7. Pond shape and design

Shape as well as size drives construction costs. Whether you choose a natural-looking pond lined with clay, or opt for the solution offered by preformed shells or flexible liners, you should be aware that simple round or oval shapes are least expensive, and excavation with creative curves and convoluted designs quickly adds to your startup cost.

Waterfalls or streams add aesthetic value and help to circulate the water, which increases the health of the overall environment. Some of the loose dirt from the excavation of your pond can be used in waterfall designs. Waterfalls will require more space to set up, and do cost extra money to construct.

8. Water and drainage

Even the most natural of ponds will occasionally require water maintenance or even a water change. When it does, you will need water nearby. Similarly, depending on the area in which you live, you will want to allow for proper drainage during overflow caused by heavy rain.

9. Biological filtration and the nitrogen cycle

Fish wastes and decaying plant materials create ammonia, which is also produced as a byproduct in a fish's respiratory process. This ammonia is toxic, and if left unchecked, can kill both plants and animals in your pond. But nature has developed a way to cope. As the ammonia level in the pond increases, special bacteria will develop to feed on ammonia and break it down into nitrites. These nitrites are also harmful, but once the nitrite level in the pond begins to build up, the nitrites are in turn converted to harmless nitrates by another type of bacteria. The bacterial colonies are what make up your pond's biological filtration system. Once established, a biological filter will handle much of your pond's filtration needs. However, changes in temperature, pH, and even feeding can cause temporary spikes or surges in ammonia or nitrite that may stress your fish. Monitor carefully.

10. Electrical equipment

A large pond can accommodate more fluctuation, but a small pond will require back up filtration systems for survival. You will also need an air pump to maintain adequate oxygen levels in your pond, and a water pump for emptying the pond as occasion demands.

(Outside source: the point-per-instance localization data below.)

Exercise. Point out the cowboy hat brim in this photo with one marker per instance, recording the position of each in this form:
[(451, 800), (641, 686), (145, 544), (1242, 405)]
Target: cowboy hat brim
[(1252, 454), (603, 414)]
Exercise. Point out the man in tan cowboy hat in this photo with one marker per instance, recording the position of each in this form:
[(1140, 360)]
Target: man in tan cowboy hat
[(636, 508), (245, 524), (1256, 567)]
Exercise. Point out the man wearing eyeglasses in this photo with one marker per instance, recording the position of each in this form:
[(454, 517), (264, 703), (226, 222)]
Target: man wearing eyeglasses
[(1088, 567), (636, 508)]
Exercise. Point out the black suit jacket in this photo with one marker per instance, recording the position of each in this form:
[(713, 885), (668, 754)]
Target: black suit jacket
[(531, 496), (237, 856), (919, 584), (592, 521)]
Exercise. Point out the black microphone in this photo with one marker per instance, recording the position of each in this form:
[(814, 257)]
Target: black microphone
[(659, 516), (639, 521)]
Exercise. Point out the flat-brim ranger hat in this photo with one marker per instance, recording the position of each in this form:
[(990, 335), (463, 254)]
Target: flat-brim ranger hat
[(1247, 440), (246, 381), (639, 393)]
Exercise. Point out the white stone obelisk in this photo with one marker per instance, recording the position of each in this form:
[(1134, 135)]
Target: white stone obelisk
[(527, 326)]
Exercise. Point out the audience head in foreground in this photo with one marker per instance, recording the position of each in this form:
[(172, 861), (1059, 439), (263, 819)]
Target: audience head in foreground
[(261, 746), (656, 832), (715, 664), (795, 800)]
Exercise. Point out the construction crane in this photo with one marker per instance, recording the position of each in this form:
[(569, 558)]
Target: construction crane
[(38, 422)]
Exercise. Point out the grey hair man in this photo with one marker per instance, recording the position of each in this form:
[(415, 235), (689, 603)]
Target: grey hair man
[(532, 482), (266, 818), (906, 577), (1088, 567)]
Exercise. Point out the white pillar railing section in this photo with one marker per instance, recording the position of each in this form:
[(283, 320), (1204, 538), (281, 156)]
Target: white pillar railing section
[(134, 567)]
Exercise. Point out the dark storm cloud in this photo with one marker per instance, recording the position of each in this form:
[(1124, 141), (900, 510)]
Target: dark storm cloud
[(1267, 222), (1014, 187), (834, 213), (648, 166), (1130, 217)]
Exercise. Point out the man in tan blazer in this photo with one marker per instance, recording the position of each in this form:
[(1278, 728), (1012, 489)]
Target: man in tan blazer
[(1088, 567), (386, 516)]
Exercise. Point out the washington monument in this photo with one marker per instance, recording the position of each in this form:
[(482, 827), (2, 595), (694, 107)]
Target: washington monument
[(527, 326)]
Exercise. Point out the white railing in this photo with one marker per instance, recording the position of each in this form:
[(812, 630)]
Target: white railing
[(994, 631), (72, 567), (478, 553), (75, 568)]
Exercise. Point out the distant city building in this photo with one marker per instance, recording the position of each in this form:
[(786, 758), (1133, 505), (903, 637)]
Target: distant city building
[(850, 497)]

This, of course, means that you will need to plan for an electrical source near your pond, ideally with a GFI (Ground Fault Interrupt) receptacle to prevent unnecessary shocks.

11. Testing and maintenance

You may need to make adjustments to your pond conditions depending on the condition of the water. You will want to test the water regularly for ammonia or nitrite spikes, and clean the surface and filters once a week or so. You will need to buy a few test kits in order to maintain good water quality. A few essential test kits are:

Ammonia test kits measure ammonia levels in the water. The results obtained from some kits will estimate the amount of ammonia present; others may just give a "safe" or "not safe" reading.

Nitrite test kits measure nitrite levels. Like ammonia kits, these may estimate the nitrites present or only indicate the levels are above the "safe" zone.

Nitrate test kits measure nitrate levels. You can use these readings to ensure that your biological filtration system is working properly. A sudden change in nitrate levels can be indicative of a problem in the pond.

pH test kits measure the pH of your pond water. Each species of fish and some plants will have certain pH requirements. You can purchase additives to modify the pH of the water to make it compatible with the needs of the pond inhabitants.

A properly planned and designed pond will provide countless hours of enjoyment. In addition, a little time spent in planning and preparation will save hours of maintenance and will help prevent many of the common problems that plague many less-experienced pond owners. So do your homework now and you will be enjoying a beautiful and healthy pond or water garden in no time.